As the sun shone down on the neatly paved path of St Salvator’s Quad, students and members of the wider St Andrews community slowly filtered in the doors, the light blue and white UNICEF banner gently waying in the wind.
The UNICEF panel discussion and symposium over the weekend focused on migration and its effects on physical and mental health, focusing on issues ranging from female genital mutilation to mental health issues in Syrian refugees.
Ann-Marie Wilson, the founder of “28 Too Many,” an organisation that seeks to break the cycle of female genital mutilation (FGM), began the day. Her organisation seeks to eradicate FGM at the source as they work in collaboration with a series of African countries. She said that, at its heart, “FGM is a human rights issue” and concluded with a series of helpful action points to stem the practice and emphasised that stopping it is ultimately up to “Africa to fix African problems.”
The focus of the talks moved onto the mental health effects of Syrian refugees in Turkey, given by Dr Tamer Aker. Mental health is not often addressed in the main discourse of refugees. A psychiatrist from Turkey, Tamer observed that, “psycho-social work needs to be different for every population and wave,” since the refugee population is so diverse. He advocated an integrated approach that enlists the help of the community and centred around capacity building, which includes looking for short and long term interventions to help heal the Syrian refugees. After a series of questions, he defended his optimistic attitude that Syrian and Turkish culture could integrate, and the people could happily learn from one another.
The symposium continued with Bharti Patel, the CEO of ECPAT UK, who told a harrowing story of child trafficking around the world, and more alarmingly in the United Kingdom. She began with a disturbing tale about a young girl named “Anita” who had been sold into domestic servitude by her mother, moved to the Middle East, and then was transported to the United Kingdom. Even after treatment, the girl still suffers from post-traumatic stress and is depressed. Bharti discussed at length the psycho-social impact trafficking has on these children, including physical harm, lack of trust in adults, depression, etc., but she offered many solutions and recommendations to help heal the victims. She concluded, “we must stop the child from being abused in the first instance.”

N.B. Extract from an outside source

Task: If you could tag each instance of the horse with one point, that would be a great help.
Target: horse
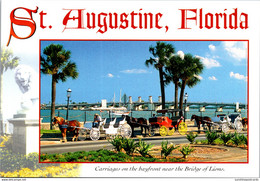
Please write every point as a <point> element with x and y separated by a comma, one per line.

The day ended with a visual presentation from Mirella Alexou, who spent time with refugees off the coast of Lesvos as a member of the Emergency Response Centre International (ERCI). She briefed the audience about the perilous journey that refugees have had to weather from Syria and other African countries across the Mediterranean and into Europe. She outlined the action plan of the organisation, in which it seeks to make the refugees safe and then provide them, especially youth, with education so that they can make a better start in their new country. Gazing on the audience, she left them with the call to “be less passive and more active” and do something about the problems in the world.
Much of the content of these talks conveyed information about the problems refugees and other types of migrants face, its impact, the solution, and the challenges that lay ahead. While the subject matter is disturbing and quite sad, all the speakers concluded their talks with a message of hope and the ability of a single person to initiate change.